J'ai entendu marquer son importance en rattachant le commissariat au Plan au Premier Ministre. C'est ce commissariat qui doit être le cerveau de la politique économique et sociale, qui doit fixer les objectifs de production et d'investissement, qui doit proposer entre les différentes régions du pays une répartition des activités et des revenus équilibrés et cependant conforme à la vocation naturelle de ces régions. Par-là il anime l'aménagement du territoire. » Vous trouvez que M. Castex défend bien son plan « France Relance » de 100 milliards d'euros ? Non pas : ce discours est celui de Georges Pompidou à l'occasion de son discours de politique générale du 26 avril 1962.

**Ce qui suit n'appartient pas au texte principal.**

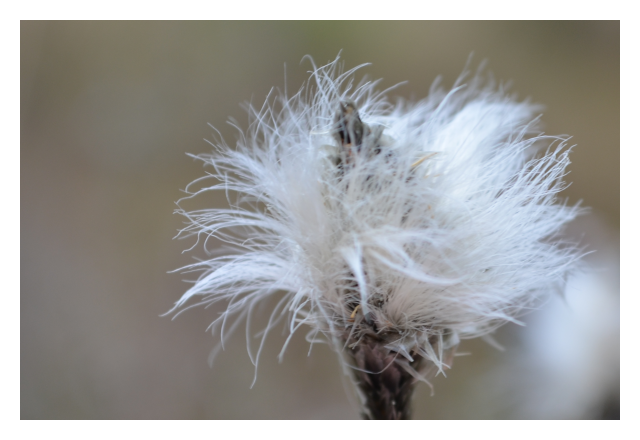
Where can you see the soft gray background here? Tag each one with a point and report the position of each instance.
(108, 110)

C'est bien le grand retour du patriotisme économique avec le mot d’ordre lancé cette semaine par le ministre de l'Économie et des Finances : « Relocaliser ».
Les frontières retrouvent partiellement la règle du jeu de l'avant 2000, le dirigisme français est revenu à la philosophie des années 1960, la politique monétaire tourne le dos à la politique monétariste de la Réserve Fédérale depuis les années 1980. Il n'est pas surprenant que cela puisse correspondre à un terme plus ou moins long à un contre-choc de la révolution Reagan.
On a venu venir le coup avec une annonce, par les principales banques centrales il y a plus d'un an, de la mise en place de « mesures de la stratégie des politiques monétaires.» La mise en perspective des conséquences sur le développement économique de la gestion de la monnaie centrée sur la stabilité des prix est aujourd'hui jugée : les grands argentiers ont été trop loin.
L'annonce de la semaine dernière par le patron de la Fed de la priorité donnée à l'emploi et même au plein emploi est la conséquence de l'analyse de la croissance déséquilibrée liée au commerce international ouvert entre pays ne suivant pas les mêmes règles. Elle est aussi la conséquence des politiques de puissance des différents pays.
Le tournant est désormais acté.
Frontières, politiques publiques de patriotisme économique, gestion monétaire durablement débridée: il y a une conséquence commune. C'est l'inflation qui, à un terme qu'on a du mal à fixer, va revenir. Le monde de demain a tout du monde d'hier ou d'avant-hier. L'inflation sera une des conséquences, dans un délai de 2 à 4 ans. Les gestions d'actif ont le temps pour s'adapter, mais il ne faudra pas sous-estimer les risques de cassure entre les différentes zones : par exemple, la Banque Centrale Européenne ne s'inscrira pas sans résistance dans la philosophie monétaire nouvelle et pourrait contraindre un moment l'activité économique sur le continent. En tout cas, sans pression sur les prix pour le moment, les points mort d'inflation des obligations indexées ont déjà répercuté des anticipations.
* Le plan, cette « ardente obligation ». Général de Gaulle 8 mai 1961.